How Do I Develop a Business Financial Plan?
The financial planning method refers to the planning method for corporate financial activities, such as the formulation of fund-raising plans, working capital requirements plans, fixed capital requirements plans, depreciation plans, foreign investment plans, cost plans, sales income plans, profit plans, and financial revenue and expenditure Planning, etc.
Financial planning method
Right!
- Chinese name
- Financial planning method
- Foreign name
- Financial planning method
- Meaning
- Planning method for corporate financial activities
- For example
- Liquidity requirements plan, etc.
- The financial planning method refers to the planning method for corporate financial activities, such as the formulation of fund-raising plans, working capital requirements plans, fixed capital requirements plans, depreciation plans, foreign investment plans, cost plans, sales income plans, profit plans, and financial revenue and expenditure Planning, etc.
- The financial plan is the planning, arrangement and arrangement of financial activities and results in a certain period in the future in accordance with the development strategy and business plan of the enterprise. The financial plan is prepared based on the information provided by the financial decision-making plan and financial forecast. It is the specificization of the financial forecast and financial decision and the basis for controlling financial activities. The broad financial plan includes many aspects, usually defining financial goals, formulating financial strategies and financial policies, stipulating financial work procedures and financial rules for a specific problem, and formulating financial plans and preparing financial budgets. The narrow financial plan refers to the financial planning and financial budget for a specific period. [1]
- The implementation of a financial plan can be compiled into a financial budget.
- (A) fixed method
- The fixed method, also known as the static method, is a method of preparing financial plans according to a certain operating level during the planning period. The main feature of this method is that after the plan is compiled, it is generally unchanged during the planning period, except for special circumstances, and is relatively fixed. A fixed financial plan consists of a certain financial indicator system. Each financial indicator should be determined by an appropriate method according to its characteristics and content. The methods for determining the indicators usually include the balance method, factor method, proportional method, and quota method. The fixed method is relatively simple when preparing a plan, but there are many enterprises whose production and operation activities are affected by subjective and objective factors and often change. At this time, it is difficult for the fixed plan to correctly evaluate the work performance of the enterprise. This method is suitable for enterprises or non-profit sectors with relatively fixed levels of operating activities.
- (B) the elastic method
- The flexible method refers to the method of preparing flexible financial plans according to certain operating levels during the planning period. The advantage of a flexible plan is that it can always enable the implementer of the plan to have both short-term goals and long-term goals, which can effectively overcome the wrong tendency of focusing on immediate interests and disregarding long-term interests. The disadvantage is that the preparation work is more troublesome. This method is suitable for project expenditures that vary with business volume.
- (Three) rolling method
- The rolling method is a method of periodically revising the plan. Based on the preparation of the plan, after a period of time (one year, one quarter, etc.), the original plan is changed according to the changed environment and the actual implementation of the plan. Make adjustments to keep the original plan period unchanged, and advance the plan period sequentially for a period to make the plan continuously rolling and extending. For example, the annual plan is prepared once every quarter and rolled backwards each time; the five-year plan is prepared once a year and rolled backwards every year. When drafting a rolling plan, the principle of near-fine, long-distance, and coarse-grained is adopted, that is, a combination of a near-term thinner plan and a long-term thicker plan. The rolling method has the following advantages: making the plan more realistic, increasing the accuracy of the plan, and improving the quality of the planning work; linking the long-term, medium-term and short-term plans with each other, ensuring the guidance of the long-term plan; It reflects the flexibility of the plan, especially in a rapidly changing environment, and improves the organization's ability to resist change. However, the preparation of rolling plans is more complicated, especially those rolling plans that take a long time and have a greater workload.

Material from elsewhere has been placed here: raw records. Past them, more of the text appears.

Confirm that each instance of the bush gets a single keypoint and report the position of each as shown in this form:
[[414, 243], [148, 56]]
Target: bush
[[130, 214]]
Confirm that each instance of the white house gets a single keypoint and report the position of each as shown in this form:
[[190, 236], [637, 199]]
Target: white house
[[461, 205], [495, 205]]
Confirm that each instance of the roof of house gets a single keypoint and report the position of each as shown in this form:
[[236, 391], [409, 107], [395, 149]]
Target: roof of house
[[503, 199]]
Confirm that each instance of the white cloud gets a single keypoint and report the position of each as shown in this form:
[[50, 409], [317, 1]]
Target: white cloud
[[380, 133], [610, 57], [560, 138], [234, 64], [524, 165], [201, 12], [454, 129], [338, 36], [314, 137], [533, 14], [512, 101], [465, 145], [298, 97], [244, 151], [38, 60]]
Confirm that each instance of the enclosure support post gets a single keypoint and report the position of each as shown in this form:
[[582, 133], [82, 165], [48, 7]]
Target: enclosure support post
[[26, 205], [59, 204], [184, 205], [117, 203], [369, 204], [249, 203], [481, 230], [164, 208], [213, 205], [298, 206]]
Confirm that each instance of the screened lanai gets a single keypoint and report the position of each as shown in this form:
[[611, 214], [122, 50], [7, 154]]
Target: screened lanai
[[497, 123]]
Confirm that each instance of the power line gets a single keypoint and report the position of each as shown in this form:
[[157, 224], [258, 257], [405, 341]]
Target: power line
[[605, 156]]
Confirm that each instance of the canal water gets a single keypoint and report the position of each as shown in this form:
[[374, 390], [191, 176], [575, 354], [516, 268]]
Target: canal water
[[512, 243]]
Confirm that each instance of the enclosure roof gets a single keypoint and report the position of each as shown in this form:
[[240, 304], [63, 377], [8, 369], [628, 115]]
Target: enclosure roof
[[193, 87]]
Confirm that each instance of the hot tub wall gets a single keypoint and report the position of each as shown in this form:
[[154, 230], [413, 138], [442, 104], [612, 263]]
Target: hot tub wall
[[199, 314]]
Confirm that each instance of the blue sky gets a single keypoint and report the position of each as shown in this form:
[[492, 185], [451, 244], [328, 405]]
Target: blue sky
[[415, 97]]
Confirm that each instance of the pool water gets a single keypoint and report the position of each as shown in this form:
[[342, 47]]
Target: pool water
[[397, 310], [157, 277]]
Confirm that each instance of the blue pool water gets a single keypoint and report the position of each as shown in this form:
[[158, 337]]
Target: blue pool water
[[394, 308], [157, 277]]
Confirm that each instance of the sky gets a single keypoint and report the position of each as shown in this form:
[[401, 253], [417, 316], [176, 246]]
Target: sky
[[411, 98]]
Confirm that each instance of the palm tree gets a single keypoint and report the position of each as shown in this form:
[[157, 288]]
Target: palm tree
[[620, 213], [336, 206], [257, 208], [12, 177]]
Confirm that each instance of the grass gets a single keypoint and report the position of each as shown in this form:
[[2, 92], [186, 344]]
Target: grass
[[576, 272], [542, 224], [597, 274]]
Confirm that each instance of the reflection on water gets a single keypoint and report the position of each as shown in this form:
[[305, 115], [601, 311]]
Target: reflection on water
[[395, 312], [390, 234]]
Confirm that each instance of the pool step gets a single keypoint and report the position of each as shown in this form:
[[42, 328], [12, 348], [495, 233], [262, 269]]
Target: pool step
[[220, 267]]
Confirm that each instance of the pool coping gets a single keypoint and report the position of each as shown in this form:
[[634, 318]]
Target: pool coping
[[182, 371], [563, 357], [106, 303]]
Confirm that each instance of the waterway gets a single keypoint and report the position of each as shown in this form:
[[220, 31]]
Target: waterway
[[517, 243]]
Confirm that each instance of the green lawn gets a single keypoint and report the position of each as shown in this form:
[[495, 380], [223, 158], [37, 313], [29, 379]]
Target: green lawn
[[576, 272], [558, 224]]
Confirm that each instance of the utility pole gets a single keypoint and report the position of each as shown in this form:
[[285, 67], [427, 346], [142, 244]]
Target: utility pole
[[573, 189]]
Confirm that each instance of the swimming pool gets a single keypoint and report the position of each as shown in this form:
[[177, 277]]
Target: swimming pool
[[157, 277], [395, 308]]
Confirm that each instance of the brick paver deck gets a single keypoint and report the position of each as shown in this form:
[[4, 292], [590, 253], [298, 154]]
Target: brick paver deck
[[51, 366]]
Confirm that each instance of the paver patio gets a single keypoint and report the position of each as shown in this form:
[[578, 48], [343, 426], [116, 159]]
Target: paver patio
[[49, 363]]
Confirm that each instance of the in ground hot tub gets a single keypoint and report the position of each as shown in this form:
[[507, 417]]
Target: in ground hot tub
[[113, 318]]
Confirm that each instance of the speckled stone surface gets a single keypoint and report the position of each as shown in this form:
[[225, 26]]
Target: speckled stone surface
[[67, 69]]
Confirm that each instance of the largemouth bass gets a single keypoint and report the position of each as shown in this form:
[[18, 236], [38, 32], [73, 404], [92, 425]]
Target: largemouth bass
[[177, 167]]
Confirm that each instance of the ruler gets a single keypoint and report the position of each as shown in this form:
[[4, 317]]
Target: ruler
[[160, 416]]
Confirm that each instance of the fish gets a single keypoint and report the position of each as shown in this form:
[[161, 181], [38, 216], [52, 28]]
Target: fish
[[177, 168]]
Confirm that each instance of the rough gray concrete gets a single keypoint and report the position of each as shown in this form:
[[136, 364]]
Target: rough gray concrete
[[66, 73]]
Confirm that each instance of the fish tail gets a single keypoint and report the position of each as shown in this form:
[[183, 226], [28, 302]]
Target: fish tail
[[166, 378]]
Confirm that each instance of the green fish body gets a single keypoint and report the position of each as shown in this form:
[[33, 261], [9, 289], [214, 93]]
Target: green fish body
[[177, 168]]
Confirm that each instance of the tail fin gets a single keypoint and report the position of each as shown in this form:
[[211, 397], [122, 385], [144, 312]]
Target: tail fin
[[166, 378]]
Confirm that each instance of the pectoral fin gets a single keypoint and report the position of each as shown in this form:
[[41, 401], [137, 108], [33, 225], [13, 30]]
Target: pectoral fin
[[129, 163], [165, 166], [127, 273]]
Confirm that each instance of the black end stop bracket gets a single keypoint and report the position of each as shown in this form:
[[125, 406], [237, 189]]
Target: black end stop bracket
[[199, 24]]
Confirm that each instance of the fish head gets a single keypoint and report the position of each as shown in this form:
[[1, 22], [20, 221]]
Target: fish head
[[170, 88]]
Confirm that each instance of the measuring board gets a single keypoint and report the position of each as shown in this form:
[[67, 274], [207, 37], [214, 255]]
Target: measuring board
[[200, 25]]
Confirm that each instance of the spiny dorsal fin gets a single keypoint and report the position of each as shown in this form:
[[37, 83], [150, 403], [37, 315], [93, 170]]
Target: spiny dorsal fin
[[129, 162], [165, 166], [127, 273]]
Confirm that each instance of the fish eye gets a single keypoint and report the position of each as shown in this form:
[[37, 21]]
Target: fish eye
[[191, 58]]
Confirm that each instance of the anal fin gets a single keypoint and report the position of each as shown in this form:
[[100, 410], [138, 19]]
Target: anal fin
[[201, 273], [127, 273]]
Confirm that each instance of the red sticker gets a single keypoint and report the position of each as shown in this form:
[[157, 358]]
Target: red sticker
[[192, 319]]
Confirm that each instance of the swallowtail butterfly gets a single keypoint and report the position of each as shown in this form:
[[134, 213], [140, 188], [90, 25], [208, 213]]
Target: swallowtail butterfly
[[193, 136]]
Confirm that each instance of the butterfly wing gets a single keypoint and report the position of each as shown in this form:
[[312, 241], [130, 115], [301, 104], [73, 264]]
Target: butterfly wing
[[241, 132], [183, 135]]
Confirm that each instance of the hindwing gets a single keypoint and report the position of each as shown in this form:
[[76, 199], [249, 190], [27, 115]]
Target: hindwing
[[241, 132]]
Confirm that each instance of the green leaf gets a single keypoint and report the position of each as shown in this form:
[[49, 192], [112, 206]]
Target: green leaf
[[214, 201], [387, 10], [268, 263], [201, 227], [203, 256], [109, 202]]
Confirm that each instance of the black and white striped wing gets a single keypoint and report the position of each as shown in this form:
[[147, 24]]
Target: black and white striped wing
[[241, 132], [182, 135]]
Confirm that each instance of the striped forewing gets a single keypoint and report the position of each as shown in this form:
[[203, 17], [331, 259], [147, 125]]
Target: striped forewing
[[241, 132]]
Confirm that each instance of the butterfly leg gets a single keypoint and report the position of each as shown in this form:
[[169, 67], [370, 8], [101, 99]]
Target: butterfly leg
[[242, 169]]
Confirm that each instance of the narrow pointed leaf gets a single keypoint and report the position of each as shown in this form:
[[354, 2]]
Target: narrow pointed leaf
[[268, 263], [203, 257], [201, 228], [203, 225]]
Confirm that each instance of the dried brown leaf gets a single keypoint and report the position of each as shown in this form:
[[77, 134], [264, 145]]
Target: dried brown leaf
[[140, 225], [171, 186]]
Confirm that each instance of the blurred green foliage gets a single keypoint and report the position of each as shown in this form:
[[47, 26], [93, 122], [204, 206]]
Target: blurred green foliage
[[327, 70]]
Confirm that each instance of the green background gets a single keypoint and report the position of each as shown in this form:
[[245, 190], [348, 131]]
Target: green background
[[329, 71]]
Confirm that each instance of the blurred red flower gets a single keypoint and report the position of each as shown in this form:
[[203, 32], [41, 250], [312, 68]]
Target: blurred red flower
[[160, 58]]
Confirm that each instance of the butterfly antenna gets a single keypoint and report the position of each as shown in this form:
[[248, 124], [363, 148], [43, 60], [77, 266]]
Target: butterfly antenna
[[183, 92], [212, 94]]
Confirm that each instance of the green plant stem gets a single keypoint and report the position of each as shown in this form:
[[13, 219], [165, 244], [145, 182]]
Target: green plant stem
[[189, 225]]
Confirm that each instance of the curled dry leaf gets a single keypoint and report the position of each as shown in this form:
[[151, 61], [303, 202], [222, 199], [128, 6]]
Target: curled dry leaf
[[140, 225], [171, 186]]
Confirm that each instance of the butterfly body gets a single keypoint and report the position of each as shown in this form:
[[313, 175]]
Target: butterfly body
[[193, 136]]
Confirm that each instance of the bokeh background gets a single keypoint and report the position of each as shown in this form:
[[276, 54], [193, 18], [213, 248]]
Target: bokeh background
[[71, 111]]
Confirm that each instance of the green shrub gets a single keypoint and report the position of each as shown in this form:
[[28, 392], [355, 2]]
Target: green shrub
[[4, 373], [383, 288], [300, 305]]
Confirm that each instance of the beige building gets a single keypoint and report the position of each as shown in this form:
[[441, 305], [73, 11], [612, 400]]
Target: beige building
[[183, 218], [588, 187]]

- (Four) zero-based method
- The zero-based method refers to a method of preparing a financial plan on the basis of zero regardless of past planned items and income and expenditure levels. The basic characteristic of the zero-based method is that it is not affected by previous planning arrangements and implementation conditions. All planned income and expenditure are based on cost-benefit analysis, and financial plans are prepared according to needs and possibilities. The budget prepared by the zero-based method is conducive to improving employees' "input-output" consciousness, is conducive to the reasonable allocation of funds, and is conducive to the creativity of grassroots units in participating in the preparation of plans. However, since all work starts from "zero", using the zero-based method to prepare a budget has a large workload and a relatively high cost.